The next director after Von Mueller was the “master of landscaping” William Guilfoyle. During Guilfoyle’s time in charge, many of the landscaping features in the Melbourne Botanical Gardens were established. This included the sweeping lawns and the use of foliage plants that we see in many Melbourne Gardens today.

 

The evolution of English Cottage Gardens

 

Industrialisation and urbanisation lead to changes to the English Cottage gardens. During the industrial revolution, the philanthropic movements assisted Britain’s poor to establish their own garden allotments. These enabled families to grow fruit and vegetables either next to their house or together in green belts in the towns and villages. This no doubt improved the quality of life amongst English families.

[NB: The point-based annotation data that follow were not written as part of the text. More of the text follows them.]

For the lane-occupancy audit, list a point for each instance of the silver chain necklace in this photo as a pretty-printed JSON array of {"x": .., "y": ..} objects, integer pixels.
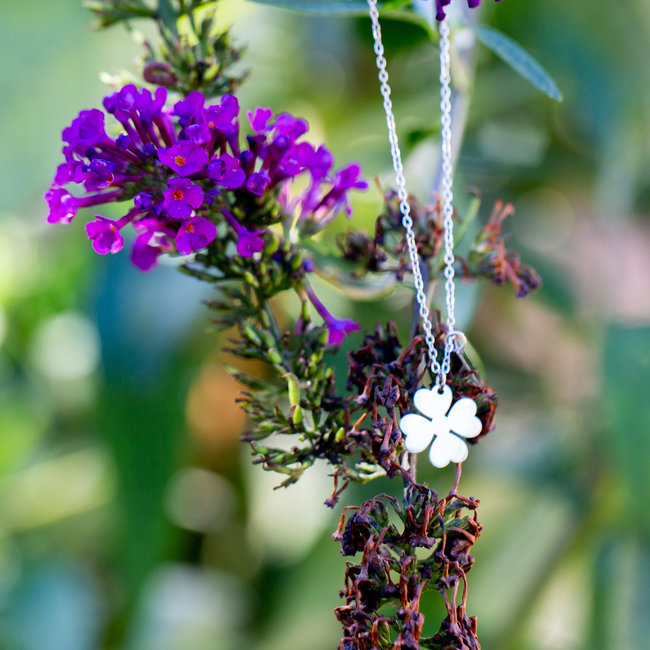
[{"x": 442, "y": 424}]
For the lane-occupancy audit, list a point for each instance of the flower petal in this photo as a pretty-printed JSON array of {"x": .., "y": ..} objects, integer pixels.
[
  {"x": 433, "y": 403},
  {"x": 462, "y": 418},
  {"x": 446, "y": 449},
  {"x": 418, "y": 432}
]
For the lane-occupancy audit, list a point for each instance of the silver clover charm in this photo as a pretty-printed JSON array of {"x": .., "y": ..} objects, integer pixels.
[{"x": 440, "y": 424}]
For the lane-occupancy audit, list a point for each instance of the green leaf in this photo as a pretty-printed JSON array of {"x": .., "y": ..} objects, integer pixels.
[
  {"x": 328, "y": 6},
  {"x": 518, "y": 59},
  {"x": 626, "y": 381}
]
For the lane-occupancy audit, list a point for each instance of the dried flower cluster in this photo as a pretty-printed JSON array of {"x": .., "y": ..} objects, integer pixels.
[{"x": 194, "y": 185}]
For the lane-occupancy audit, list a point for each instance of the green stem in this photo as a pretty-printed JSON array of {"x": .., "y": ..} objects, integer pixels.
[{"x": 168, "y": 15}]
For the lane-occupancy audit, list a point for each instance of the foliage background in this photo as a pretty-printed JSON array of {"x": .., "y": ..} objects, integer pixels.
[{"x": 130, "y": 516}]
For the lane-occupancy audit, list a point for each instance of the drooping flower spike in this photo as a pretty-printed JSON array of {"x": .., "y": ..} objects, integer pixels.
[{"x": 182, "y": 167}]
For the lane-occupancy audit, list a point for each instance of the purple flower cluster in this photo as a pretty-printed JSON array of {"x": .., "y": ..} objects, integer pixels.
[
  {"x": 441, "y": 4},
  {"x": 182, "y": 167}
]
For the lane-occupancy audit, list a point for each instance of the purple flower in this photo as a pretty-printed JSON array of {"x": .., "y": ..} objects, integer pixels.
[
  {"x": 155, "y": 238},
  {"x": 195, "y": 234},
  {"x": 260, "y": 119},
  {"x": 248, "y": 242},
  {"x": 199, "y": 133},
  {"x": 63, "y": 206},
  {"x": 222, "y": 116},
  {"x": 181, "y": 196},
  {"x": 257, "y": 182},
  {"x": 289, "y": 126},
  {"x": 345, "y": 180},
  {"x": 143, "y": 201},
  {"x": 189, "y": 109},
  {"x": 99, "y": 174},
  {"x": 105, "y": 235},
  {"x": 143, "y": 255},
  {"x": 441, "y": 4},
  {"x": 338, "y": 328},
  {"x": 226, "y": 171},
  {"x": 184, "y": 158}
]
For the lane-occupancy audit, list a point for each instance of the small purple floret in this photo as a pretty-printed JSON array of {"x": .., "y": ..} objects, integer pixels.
[
  {"x": 143, "y": 201},
  {"x": 105, "y": 235},
  {"x": 257, "y": 182},
  {"x": 338, "y": 328},
  {"x": 63, "y": 206},
  {"x": 248, "y": 242},
  {"x": 260, "y": 119},
  {"x": 184, "y": 158},
  {"x": 195, "y": 234},
  {"x": 226, "y": 171},
  {"x": 181, "y": 196},
  {"x": 86, "y": 130}
]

With greater middle-class wealth, many humble cottage gardens began to emulate the plantings seen in the wealthy estates. Cottage gardens were no longer just to sustain a family but became a source of beauty as well.

 

Cottage Gardens and the Arts and Crafts Movement

 

The excesses of industrialisation during the Victorian era lead to the establishment of the Arts and Crafts movement. This was born of a desire to restore simplicity to buildings and furnishings and revive traditional craftsmanship. The effect of this movement on garden design and in particular cottage garden design, was enormous.

 

Arts and Crafts Movement Garden

Hidecote – Between the 1890s and 1930s gardens the Arts and Crafts Movement influenced Cottage Garden design.

These gardens used natural materials and traditional craftsmanship and echoed the architectural elements of the  garden design.

Arts and Crafts Movement Cottage Garden at Hidecote. Ornamental Garden Structures such as gazebos, and use of natural materials like this stone path are hallmarks of an Arts and crafts garden. Also note the plant choice and overflowing look typical of a typical English garden.

Arts and Crafts Movement Cottage Garden at Hidecote. Ornamental Garden Structures such as gazebos, and use of natural materials like this stone path are hallmarks of an Arts and crafts garden. Also note the plant choice and overflowing look typical of a typical English garden.